Meyers Flashcards
Why do models fail to accurately predict test data?
- The insurance process is too dynamic to be captured in a single model
- There could be other models that better fit the data
- The data used to calibrate the model is missing crucial information needed to make a reliable prediction
Test 1: Histogram
If the percentiles are uniformly distributed, the height of the bars should be equal
A symmetric histogram implies that the expected value is accurate
Test 2: 𝑝−𝑝 Plot & Kolmogorov-Smirnov (K-S) Test
Tests the statistical significance of uniformity
K-S Test
n = number of predicted percentiles
K-S statistic D = max(ABS(p_i - f_i))
where {p_i} is the set of predicted percentiles and {f_i} = 100 * {1/n,2/n,…,n/n}
Reject the hypothesis of uniformity at the 5% level if D > 136 / SQRT(n)

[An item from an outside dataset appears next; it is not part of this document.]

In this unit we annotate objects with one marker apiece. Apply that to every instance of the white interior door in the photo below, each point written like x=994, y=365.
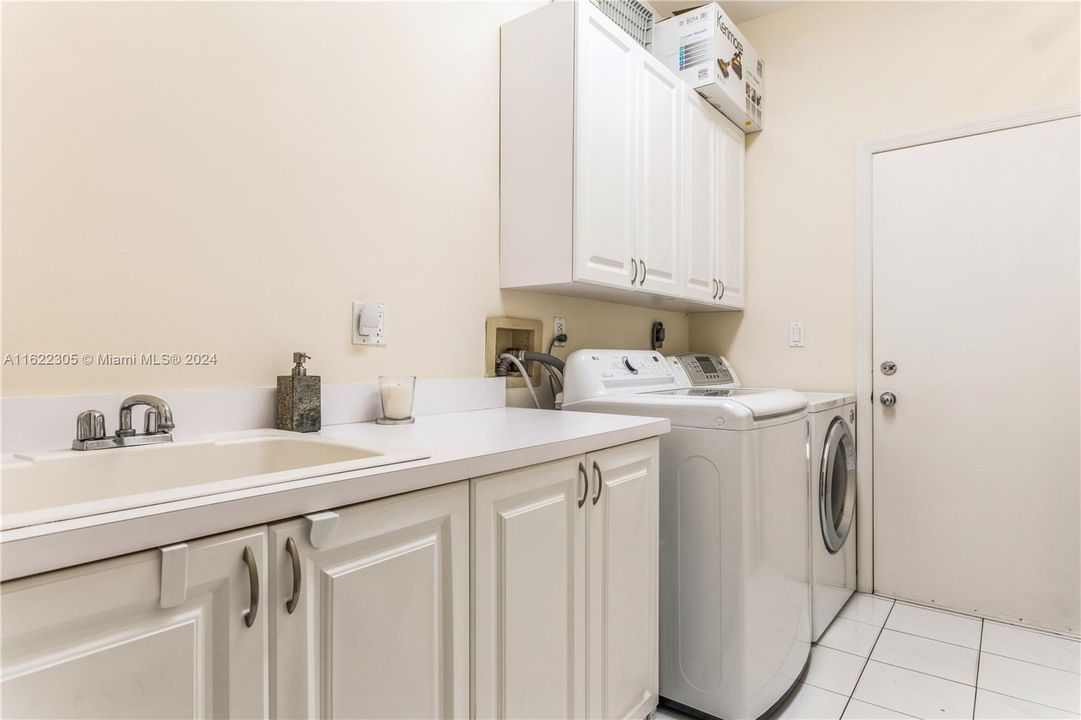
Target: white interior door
x=659, y=176
x=976, y=301
x=604, y=157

Model is validated if it passes the K-S test
p-p Plot
- Sort a sample of n predicted percentiles into increasing order
- Plot the expected percentiles e_i = 100 * {1/(n+1), 2/(n+1),…,n/(n+1)} on the x axis and the sorted predicted percentiles on the y axis
- If these predicted percentiles are uniformly distributed, we expect this plot to lie along a 45-degree line
Reject the hypothesis of uniformity if the p-p plot lies outside the 45 degree bands parallel to the line y =x
Light-tailed distribution
Actual outcomes fall into the smaller and larger percentiles of the distributions
Forms an S shape on the p-p plot - actual outcomes are falling into percentiles that are lower than expected in the left tail and higher than expected in the right tail
Underestimates the variability of ultimate loss estimates
Confidence intervals will be too small
Heavy-tailed distribution
Actual outcomes fall into the middle percentiles of the distributions
Forms a backwards S shape on the p-p plot - actual outcomes are falling into percentiles that are higher than expected in the left tail and lower than expected in the right tail
Confidence intervals will be too wide
Validating the Mack Model - Incurred Losses
Meyers used the Mack model to calculate the mean and SD and fit a lognormal distribution with those parameters - looked at the actual outcome as a percentile of that distribution
Histogram: light-tailed
p-p Plot: light-tailed
K-S Statistic: reject hypothesis of uniformity
Validating the Bootstrap ODP Model - Paid Losses
Actual outcomes occur in the lower percentiles of the model distributions more often
Produces expected loss estimates that are biased high - more of the actual outcomes will fall in lower percentiles because the model distributions are shifted too far to the right
Expected loss estimates are too high
K-S Statistic: reject hypothesis of uniformity
Validating the Mack Model - Paid Losses
Actual outcomes occur in the lower percentiles of the model distributions more often
Produces expected loss estimates that are biased high - more of the actual outcomes will fall in lower percentiles because the model distributions are shifted too far to the right
Expected loss estimates are too high
K-S Statistic: reject hypothesis of uniformity
Bayesian Models for Incurred Loss Data
Increases the variability of the predictive distribution and extends the tails
- Treats the level of the AY as random to predict more risk - in contrast to Mack, where the observed losses act as fixed level parameters
- Allows for correlation between AYs - in contrast to Mack, where AYs are independent
Leveled Chain-Ladder (LCL) Model
The level of each AY is defined as mu_w,d = alpha_w + beta_d
The simulated cumulative loss C_w,d has a lognormal distribution with log mean mu_w,d and log SD sigma_d, subject to the constraint that sigma_1 > sigma_2 > … > sigma_10
SD is larger for earlier development periods where there are more claims open and more variability
Each parameter is given a wide prior distribution so that the posterior distributions will be highly influenced by the data during the Bayesian MCMC process
Correlated Chain-Ladder (CCL) Model
Allows for correlation between each subsequent mu parameter
The level of each AY is defined as mu_w,d = alpha_w + beta_d + p * (LN(C_w-1,d) - mu_w-1,d)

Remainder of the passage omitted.